# Building a Spam Filter with Naive Bayes

We're going to study the practical side of the algorithm by building a spam filter for SMS messages.

To classify messages as spam or non-spam, we saw in the previous lesson that the computer:

- Learns how humans classify messages.
- Uses that human knowledge to estimate probabilities for new messages — probabilities for spam and non-spam.
- Classifies a new message based on these probability values — if the probability for spam is greater, then it classifies the message as spam. Otherwise, it classifies it as non-spam (if the two probability values are equal, then we may need a human to classify the message).

So our first task is to "teach" the computer how to classify messages. To do that, we'll use the multinomial Naive Bayes algorithm along with a dataset of 5,572 SMS messages that are already classified by humans. You can also download the dataset directly from this [link](https://dq-content.s3.amazonaws.com/433/SMSSpamCollection).

In [1]:
import pandas as pd
sms = pd.read_csv('SMSSpamCollection', sep='\t', header=None, names=['Label', 'SMS'])
sms.head()

Unnamed: 0,Label,SMS
0,ham,"Go until jurong point, crazy.. Available only ..."
1,ham,Ok lar... Joking wif u oni...
2,spam,Free entry in 2 a wkly comp to win FA Cup fina...
3,ham,U dun say so early hor... U c already then say...
4,ham,"Nah I don't think he goes to usf, he lives aro..."


In [2]:
sms.shape

(5572, 2)

In [3]:
sms['Label'].value_counts(normalize=True) * 100

ham     86.593683
spam    13.406317
Name: Label, dtype: float64

## Training and Test Set

Now that we've become a bit familiar with the dataset, we can move on to building the spam filter.
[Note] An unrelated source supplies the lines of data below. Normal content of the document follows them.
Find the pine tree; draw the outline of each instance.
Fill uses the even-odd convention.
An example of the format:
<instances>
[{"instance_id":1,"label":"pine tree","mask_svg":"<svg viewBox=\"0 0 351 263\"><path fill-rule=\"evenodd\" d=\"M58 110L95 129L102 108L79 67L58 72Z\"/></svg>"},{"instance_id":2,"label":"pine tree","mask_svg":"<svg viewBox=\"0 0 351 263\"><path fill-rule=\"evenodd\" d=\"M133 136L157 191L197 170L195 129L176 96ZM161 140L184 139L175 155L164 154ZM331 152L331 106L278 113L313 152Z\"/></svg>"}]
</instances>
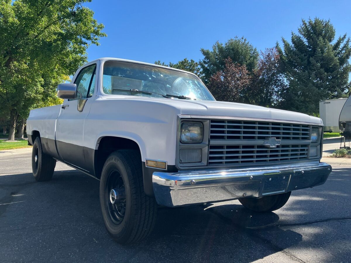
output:
<instances>
[{"instance_id":1,"label":"pine tree","mask_svg":"<svg viewBox=\"0 0 351 263\"><path fill-rule=\"evenodd\" d=\"M310 114L318 112L319 101L340 97L349 89L351 67L350 39L335 39L330 20L303 19L291 43L282 39L277 45L289 86L283 93L280 107Z\"/></svg>"}]
</instances>

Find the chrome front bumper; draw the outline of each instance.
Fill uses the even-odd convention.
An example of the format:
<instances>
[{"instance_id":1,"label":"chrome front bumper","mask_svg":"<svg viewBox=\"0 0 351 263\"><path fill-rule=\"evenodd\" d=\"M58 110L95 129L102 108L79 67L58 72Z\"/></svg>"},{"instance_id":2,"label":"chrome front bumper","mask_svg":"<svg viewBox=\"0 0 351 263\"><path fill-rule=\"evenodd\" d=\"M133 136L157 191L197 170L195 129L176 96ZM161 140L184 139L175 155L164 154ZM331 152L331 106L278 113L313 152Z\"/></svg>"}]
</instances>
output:
<instances>
[{"instance_id":1,"label":"chrome front bumper","mask_svg":"<svg viewBox=\"0 0 351 263\"><path fill-rule=\"evenodd\" d=\"M172 207L285 193L322 184L331 166L325 163L187 172L154 172L159 204Z\"/></svg>"}]
</instances>

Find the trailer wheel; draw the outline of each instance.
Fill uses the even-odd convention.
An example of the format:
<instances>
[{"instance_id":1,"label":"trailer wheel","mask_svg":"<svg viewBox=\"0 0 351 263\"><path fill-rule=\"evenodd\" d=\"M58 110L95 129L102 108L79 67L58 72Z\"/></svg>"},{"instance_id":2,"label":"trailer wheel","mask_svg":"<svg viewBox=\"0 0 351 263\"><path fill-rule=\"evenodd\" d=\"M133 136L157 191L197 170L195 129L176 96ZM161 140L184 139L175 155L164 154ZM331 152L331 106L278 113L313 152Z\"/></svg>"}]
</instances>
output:
<instances>
[{"instance_id":1,"label":"trailer wheel","mask_svg":"<svg viewBox=\"0 0 351 263\"><path fill-rule=\"evenodd\" d=\"M32 170L34 179L38 182L51 180L56 165L56 160L43 152L40 138L37 137L32 151Z\"/></svg>"},{"instance_id":2,"label":"trailer wheel","mask_svg":"<svg viewBox=\"0 0 351 263\"><path fill-rule=\"evenodd\" d=\"M109 156L101 172L100 198L106 229L118 243L136 242L151 232L157 204L144 192L138 151L120 150Z\"/></svg>"},{"instance_id":3,"label":"trailer wheel","mask_svg":"<svg viewBox=\"0 0 351 263\"><path fill-rule=\"evenodd\" d=\"M239 202L245 207L256 212L271 212L281 208L287 202L291 191L278 195L261 197L239 198Z\"/></svg>"}]
</instances>

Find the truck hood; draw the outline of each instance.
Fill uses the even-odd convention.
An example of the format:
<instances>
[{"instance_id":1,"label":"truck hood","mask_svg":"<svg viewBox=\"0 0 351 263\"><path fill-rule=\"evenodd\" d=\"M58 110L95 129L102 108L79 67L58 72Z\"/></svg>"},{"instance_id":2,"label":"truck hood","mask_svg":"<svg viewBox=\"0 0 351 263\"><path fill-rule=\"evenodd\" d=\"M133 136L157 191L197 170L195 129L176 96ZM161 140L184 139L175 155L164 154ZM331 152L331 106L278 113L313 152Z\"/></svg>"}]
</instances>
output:
<instances>
[{"instance_id":1,"label":"truck hood","mask_svg":"<svg viewBox=\"0 0 351 263\"><path fill-rule=\"evenodd\" d=\"M111 97L114 96L109 96L108 98L112 99ZM121 98L120 96L118 97ZM241 103L143 97L136 97L135 96L123 96L123 97L124 99L133 101L147 100L149 102L166 104L176 108L179 114L183 115L249 118L318 124L322 123L322 120L319 118L303 113Z\"/></svg>"}]
</instances>

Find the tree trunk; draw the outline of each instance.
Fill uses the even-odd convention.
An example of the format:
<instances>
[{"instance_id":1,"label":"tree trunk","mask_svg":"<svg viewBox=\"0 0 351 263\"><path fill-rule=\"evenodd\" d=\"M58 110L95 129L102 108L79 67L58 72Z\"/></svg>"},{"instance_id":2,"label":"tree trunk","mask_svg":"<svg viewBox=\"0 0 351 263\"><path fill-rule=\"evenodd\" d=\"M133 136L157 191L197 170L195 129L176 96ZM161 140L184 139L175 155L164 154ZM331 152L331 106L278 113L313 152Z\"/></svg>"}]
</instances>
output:
<instances>
[{"instance_id":1,"label":"tree trunk","mask_svg":"<svg viewBox=\"0 0 351 263\"><path fill-rule=\"evenodd\" d=\"M22 119L18 125L18 137L20 139L24 139L23 132L24 131L25 120Z\"/></svg>"},{"instance_id":2,"label":"tree trunk","mask_svg":"<svg viewBox=\"0 0 351 263\"><path fill-rule=\"evenodd\" d=\"M10 128L8 132L8 140L15 140L15 130L17 122L18 113L15 109L12 109L10 112Z\"/></svg>"}]
</instances>

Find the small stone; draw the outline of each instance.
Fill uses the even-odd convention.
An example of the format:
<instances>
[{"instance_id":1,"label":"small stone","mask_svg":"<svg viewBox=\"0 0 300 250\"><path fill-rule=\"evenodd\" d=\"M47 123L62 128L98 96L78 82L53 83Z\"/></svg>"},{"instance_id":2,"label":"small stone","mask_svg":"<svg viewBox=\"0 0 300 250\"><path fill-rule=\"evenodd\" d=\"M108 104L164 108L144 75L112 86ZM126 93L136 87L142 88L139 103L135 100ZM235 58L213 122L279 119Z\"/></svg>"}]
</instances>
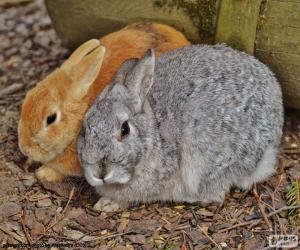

However, before creating it, it's very helpful to first think of a way of testing how well it works. When creating software (a spam filter is software), a good rule of thumb is that designing the test comes before creating the software. If we write the software first, then it's tempting to come up with a biased test just to make sure the software passes it.

Once our spam filter is done, we'll need to test how good it is with classifying new messages. To test the spam filter, we're first going to split our dataset into two categories:

- A training set, which we'll use to "train" the computer how to classify messages.
- A test set, which we'll use to test how good the spam filter is with classifying new messages.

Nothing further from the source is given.